A tale of privacy (part 1)
Due to the recent events regarding global spying and government not being totally honest regarding the activities against its own citizens, I have decided to reclaim my privacy. And here is how it goes ...
Reclaiming your privacy is a strong statement and should not be taken lightly. It has some immediate impact on how one should think. It forces you to re-consider many choices made a long time ago. I've always been an advocate for open source software and really enjoy each speech from Richard Stallman. I believe that this gives you a certain sense of control over what your computer can do to compromise your privacy.
However, I have no need for being 100% anonymous when I use my computer, but I really want to reduce my footprint as much as I can.

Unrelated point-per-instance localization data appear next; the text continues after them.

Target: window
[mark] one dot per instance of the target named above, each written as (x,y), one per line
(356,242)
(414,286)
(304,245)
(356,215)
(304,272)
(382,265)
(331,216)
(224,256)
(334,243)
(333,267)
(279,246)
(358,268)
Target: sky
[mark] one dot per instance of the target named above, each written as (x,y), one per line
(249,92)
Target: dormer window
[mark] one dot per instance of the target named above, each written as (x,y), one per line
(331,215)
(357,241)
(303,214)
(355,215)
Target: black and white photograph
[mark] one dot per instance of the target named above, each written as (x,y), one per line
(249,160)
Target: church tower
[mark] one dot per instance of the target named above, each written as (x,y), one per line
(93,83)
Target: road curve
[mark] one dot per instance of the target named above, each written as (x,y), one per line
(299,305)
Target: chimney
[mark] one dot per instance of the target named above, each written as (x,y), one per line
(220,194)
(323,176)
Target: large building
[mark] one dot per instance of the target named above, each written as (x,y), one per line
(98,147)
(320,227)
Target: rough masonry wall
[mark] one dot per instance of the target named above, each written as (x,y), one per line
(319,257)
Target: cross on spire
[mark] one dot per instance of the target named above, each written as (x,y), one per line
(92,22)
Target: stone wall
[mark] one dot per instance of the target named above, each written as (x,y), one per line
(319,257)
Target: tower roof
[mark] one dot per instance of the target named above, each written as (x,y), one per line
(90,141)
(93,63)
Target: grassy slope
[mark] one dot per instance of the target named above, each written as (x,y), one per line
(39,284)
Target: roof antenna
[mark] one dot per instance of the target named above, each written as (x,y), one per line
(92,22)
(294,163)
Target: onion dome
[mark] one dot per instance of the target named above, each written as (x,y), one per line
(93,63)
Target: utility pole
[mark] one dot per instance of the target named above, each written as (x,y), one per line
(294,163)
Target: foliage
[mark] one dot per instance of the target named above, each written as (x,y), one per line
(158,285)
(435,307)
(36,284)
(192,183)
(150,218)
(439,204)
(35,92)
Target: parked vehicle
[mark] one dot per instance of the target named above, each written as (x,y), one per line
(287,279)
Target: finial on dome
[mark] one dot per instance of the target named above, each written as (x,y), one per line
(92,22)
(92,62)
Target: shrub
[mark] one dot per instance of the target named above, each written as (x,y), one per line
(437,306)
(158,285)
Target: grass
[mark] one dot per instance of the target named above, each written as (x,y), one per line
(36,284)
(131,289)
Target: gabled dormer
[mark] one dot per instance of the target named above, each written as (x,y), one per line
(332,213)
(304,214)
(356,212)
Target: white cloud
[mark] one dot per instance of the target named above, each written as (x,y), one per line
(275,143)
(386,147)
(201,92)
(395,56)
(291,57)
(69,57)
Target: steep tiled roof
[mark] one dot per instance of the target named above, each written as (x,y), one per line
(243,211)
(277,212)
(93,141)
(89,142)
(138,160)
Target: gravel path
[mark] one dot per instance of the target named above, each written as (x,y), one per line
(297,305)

Step 1: Configuring your browsers.
My browser of choice is chromium, the non branded and non auto-updating version of Chrome Browser from google. Of course, this browser will never see me logging on any Google related service. Not even the start page (or any login required service). This means that I can't enjoy the bookmark synchronisation between different machines, neither the plugins sync. Moreover, I use DoNotTrackMe, a nice little extension that prevent a lot of companies to track my steps on the internet. I wish that this extension was open source though. It is not, at the moment. It does a good job though.
Step 2: Using TOR and search no more
Once this was done, I have decided to use TOR for as many requests as possible. Since I use two different browser, this is quite easy. All my traffic from Chromium is redirected to TOR (well, polipo in front of TOR for some good HTTP headers sanatizing). This brings three things, a certain anonymity, a slower connection and the fact that you get rejected from google about 60% to 90% of the time. This is a big pain for me here. You either get rejected from google or need to enter a captcha if you're lucky. This slows things a lot. This comes from TOR network being abused by attackers. Google tries to protect itself and assimilate you with the "attackers". But TOR is offering me a lot of good stuff like data encryption and frequent IP change. It's a win for my privacy and a big loss for my productivity (more on that in another post).
Step 3: Communication
I've always loved XMPP and decided to keep on using it, with one modification. I use OTR. AdiumX supports it with a plugin. The only thing is that my family leaves far away (Australia and France) and Skype has always been practical to have voice calls. Recently I heard about Silent Circle who provide a service called Silent Phone. It is not open source either. If one of you have some good input here, I would be happy.
That's about it for now. Two big pain here. Google denies most of my searches when I use TOR. Also, no open source project supports Voice (over XMPP with encryption and authentication) with a reasonable quality. Let's see what Part 2 will bring.